第二天祁家的股价响应了第一张牌的倒下,狂跌,刚开盘不久就一路跌到底,直至下午收盘前已经濒临跌停的临界点。
这还是没有对外公布祁连深有可能会成为植物人,在外界预估他有一半几率醒来的前提下,假如祁连深真的变成植物人,股价只会跌得更厉害,就这一个早上,祁家已经损失了数亿。
董事会上,中立的股东已经没有几个,在股市的影响下,慕曳短时间内没有取得他们的信任,反对的股东甚至拉上将一部分中立的股东拉上船,一起反对慕曳接手夜笙能源,哪怕慕曳的方案做得再好。

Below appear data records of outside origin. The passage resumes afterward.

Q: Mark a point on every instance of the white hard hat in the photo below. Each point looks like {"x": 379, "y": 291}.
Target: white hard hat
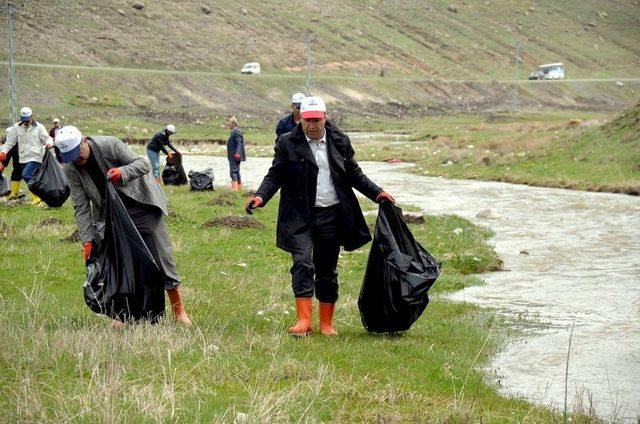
{"x": 297, "y": 98}
{"x": 68, "y": 142}
{"x": 312, "y": 107}
{"x": 25, "y": 114}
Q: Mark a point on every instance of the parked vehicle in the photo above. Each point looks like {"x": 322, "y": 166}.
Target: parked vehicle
{"x": 548, "y": 71}
{"x": 251, "y": 68}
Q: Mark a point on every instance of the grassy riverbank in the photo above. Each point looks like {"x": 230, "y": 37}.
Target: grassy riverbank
{"x": 59, "y": 362}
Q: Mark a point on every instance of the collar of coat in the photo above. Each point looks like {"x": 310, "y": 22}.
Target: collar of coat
{"x": 97, "y": 154}
{"x": 335, "y": 142}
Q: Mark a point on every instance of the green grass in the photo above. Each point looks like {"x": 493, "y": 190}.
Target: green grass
{"x": 60, "y": 362}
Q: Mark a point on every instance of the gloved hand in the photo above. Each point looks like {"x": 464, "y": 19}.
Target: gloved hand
{"x": 114, "y": 175}
{"x": 86, "y": 250}
{"x": 255, "y": 202}
{"x": 385, "y": 196}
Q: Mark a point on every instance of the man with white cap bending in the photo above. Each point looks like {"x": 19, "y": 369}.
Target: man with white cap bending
{"x": 315, "y": 169}
{"x": 289, "y": 122}
{"x": 89, "y": 162}
{"x": 32, "y": 139}
{"x": 157, "y": 144}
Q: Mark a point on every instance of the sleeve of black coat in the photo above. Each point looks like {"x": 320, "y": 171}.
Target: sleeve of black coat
{"x": 169, "y": 145}
{"x": 357, "y": 178}
{"x": 279, "y": 128}
{"x": 273, "y": 180}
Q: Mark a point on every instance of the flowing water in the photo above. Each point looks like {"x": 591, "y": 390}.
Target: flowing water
{"x": 571, "y": 259}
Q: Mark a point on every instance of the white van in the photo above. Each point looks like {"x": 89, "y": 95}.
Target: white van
{"x": 548, "y": 71}
{"x": 251, "y": 68}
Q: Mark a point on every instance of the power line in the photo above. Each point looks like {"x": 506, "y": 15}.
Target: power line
{"x": 13, "y": 116}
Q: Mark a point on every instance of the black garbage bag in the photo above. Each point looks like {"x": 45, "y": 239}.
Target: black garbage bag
{"x": 123, "y": 280}
{"x": 4, "y": 186}
{"x": 399, "y": 274}
{"x": 201, "y": 180}
{"x": 173, "y": 172}
{"x": 50, "y": 183}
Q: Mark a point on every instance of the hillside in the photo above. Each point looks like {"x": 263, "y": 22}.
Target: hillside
{"x": 428, "y": 50}
{"x": 412, "y": 37}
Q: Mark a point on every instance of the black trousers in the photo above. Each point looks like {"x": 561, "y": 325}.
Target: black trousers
{"x": 150, "y": 224}
{"x": 315, "y": 262}
{"x": 16, "y": 172}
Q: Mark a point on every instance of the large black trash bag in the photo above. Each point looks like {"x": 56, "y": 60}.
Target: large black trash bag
{"x": 49, "y": 183}
{"x": 123, "y": 280}
{"x": 201, "y": 180}
{"x": 398, "y": 276}
{"x": 4, "y": 186}
{"x": 173, "y": 172}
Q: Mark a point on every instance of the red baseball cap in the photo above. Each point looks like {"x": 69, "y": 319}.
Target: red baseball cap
{"x": 312, "y": 107}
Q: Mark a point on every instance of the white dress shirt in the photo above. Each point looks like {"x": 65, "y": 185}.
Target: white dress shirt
{"x": 325, "y": 190}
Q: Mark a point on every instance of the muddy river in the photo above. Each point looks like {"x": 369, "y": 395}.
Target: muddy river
{"x": 570, "y": 258}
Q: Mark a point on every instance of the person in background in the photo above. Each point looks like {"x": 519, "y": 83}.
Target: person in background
{"x": 235, "y": 153}
{"x": 54, "y": 129}
{"x": 16, "y": 172}
{"x": 157, "y": 144}
{"x": 89, "y": 162}
{"x": 32, "y": 140}
{"x": 315, "y": 170}
{"x": 289, "y": 122}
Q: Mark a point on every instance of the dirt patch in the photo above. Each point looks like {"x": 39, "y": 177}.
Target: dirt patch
{"x": 73, "y": 238}
{"x": 50, "y": 221}
{"x": 234, "y": 222}
{"x": 223, "y": 198}
{"x": 413, "y": 217}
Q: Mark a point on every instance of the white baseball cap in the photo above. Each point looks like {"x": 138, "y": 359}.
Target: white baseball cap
{"x": 68, "y": 142}
{"x": 25, "y": 114}
{"x": 297, "y": 98}
{"x": 312, "y": 107}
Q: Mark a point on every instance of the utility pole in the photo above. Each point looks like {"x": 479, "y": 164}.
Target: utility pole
{"x": 307, "y": 43}
{"x": 12, "y": 83}
{"x": 516, "y": 85}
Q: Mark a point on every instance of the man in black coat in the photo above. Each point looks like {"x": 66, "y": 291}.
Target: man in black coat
{"x": 315, "y": 169}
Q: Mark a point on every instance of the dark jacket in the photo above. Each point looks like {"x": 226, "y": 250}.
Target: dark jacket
{"x": 295, "y": 173}
{"x": 159, "y": 140}
{"x": 235, "y": 144}
{"x": 285, "y": 125}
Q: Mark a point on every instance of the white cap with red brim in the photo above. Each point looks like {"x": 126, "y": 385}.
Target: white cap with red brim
{"x": 312, "y": 107}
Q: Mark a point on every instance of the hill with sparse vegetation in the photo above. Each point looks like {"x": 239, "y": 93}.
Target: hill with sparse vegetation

他们想吞下这个项目,和alie搭上关系,独占这份大蛋糕。
祁远召开的新闻发布会上,对外说明了自己父亲的现状,并将集团现在正在进行的几个大项目进度进行通告,安抚消费者和股民投资者的心。
当记者问起夜笙能源现在由谁负责时,他道“这个问题现在还在开会探讨中,这个项目是我爸的心血,我们想为它找一个最好的负责人。”

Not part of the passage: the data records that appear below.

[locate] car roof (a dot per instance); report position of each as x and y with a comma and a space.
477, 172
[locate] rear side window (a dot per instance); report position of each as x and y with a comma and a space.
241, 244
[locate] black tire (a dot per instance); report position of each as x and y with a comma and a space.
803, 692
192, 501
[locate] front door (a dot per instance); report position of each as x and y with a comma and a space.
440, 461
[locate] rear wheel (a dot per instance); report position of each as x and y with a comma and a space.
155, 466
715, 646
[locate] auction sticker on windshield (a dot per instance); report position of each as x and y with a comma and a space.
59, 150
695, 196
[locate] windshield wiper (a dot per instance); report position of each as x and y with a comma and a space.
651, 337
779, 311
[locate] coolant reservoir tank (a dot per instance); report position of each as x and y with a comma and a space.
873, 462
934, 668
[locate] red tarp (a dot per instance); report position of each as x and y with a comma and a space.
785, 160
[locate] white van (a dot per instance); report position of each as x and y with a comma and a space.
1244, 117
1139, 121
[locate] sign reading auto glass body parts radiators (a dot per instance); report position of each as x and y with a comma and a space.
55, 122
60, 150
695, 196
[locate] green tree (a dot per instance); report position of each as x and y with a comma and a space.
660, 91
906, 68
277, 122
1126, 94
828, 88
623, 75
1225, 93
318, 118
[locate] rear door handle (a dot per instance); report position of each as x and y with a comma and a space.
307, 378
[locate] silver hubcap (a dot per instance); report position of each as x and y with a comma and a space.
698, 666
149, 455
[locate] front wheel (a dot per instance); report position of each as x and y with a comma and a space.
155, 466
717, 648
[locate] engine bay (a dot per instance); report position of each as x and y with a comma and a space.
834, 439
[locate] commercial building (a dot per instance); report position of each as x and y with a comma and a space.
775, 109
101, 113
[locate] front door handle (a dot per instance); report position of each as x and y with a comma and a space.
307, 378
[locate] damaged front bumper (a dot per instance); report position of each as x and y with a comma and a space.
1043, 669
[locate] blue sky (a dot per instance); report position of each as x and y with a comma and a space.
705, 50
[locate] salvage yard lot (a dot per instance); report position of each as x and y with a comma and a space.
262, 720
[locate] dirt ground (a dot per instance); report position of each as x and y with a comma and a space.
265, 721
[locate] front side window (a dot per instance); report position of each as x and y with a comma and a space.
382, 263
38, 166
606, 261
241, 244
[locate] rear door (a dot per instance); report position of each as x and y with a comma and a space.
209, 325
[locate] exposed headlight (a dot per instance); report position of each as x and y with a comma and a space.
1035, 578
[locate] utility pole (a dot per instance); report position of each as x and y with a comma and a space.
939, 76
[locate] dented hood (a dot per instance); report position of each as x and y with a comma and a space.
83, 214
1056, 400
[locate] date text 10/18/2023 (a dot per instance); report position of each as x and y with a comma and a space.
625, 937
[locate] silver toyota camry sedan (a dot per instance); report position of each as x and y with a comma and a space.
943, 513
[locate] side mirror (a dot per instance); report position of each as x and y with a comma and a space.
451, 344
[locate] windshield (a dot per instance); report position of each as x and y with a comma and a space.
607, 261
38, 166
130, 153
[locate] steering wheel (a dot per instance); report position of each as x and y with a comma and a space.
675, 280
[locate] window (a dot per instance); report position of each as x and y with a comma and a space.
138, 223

开完发布会后的两个小时,已经临近下班时间,这个时候,突然传出远在国外的alie在其官网上发出的通告,他们对祁连深表示了遗憾和慰问,然后宣布了与夜笙能源解除合作的通知。
甚至于发出通告的时间,比祁远收到对方邮件的时间还要早一分钟。
夜色降临,他头疼地扶额,现在真&ap记要对不起他爹了,他爹才躺下,对方就翻脸不认人,还钻了合同的条款,直接免责解除,可以预料,明天股价又要大跌一成。
他揉了揉眼睛站起来,就泡咖啡,泡最苦的咖啡。
他不能就这么放弃,他要想办法保住他爹心血,他无法想象爹醒来,看到夜笙能源破产了是什么表情,哪怕爹醒不来也不行!
慕曳在家也收到了这个消息。
已经有财经专家在预测明天盛席和夜笙能源的股价会跌多少了,网上对祁家和盛席集团唱衰的一大片,还有不少人在分析祁家会不会因为这次事故破产,甚至于祁生的微博上都有不少人跑去问候,一些黑子上蹿下跳说他爹倒了,他们家马上要破产了,他本人变成落魄大少还浪得起来?
而距离医生说的小时,已经不足二十个小时,明天,公公再不醒过来,情况只会更惨烈。
金宝贝身体已经恢复了,能回家了,她今晚就让两个儿媳和大儿子说服了,回家住,医院那边护工和大儿子看着。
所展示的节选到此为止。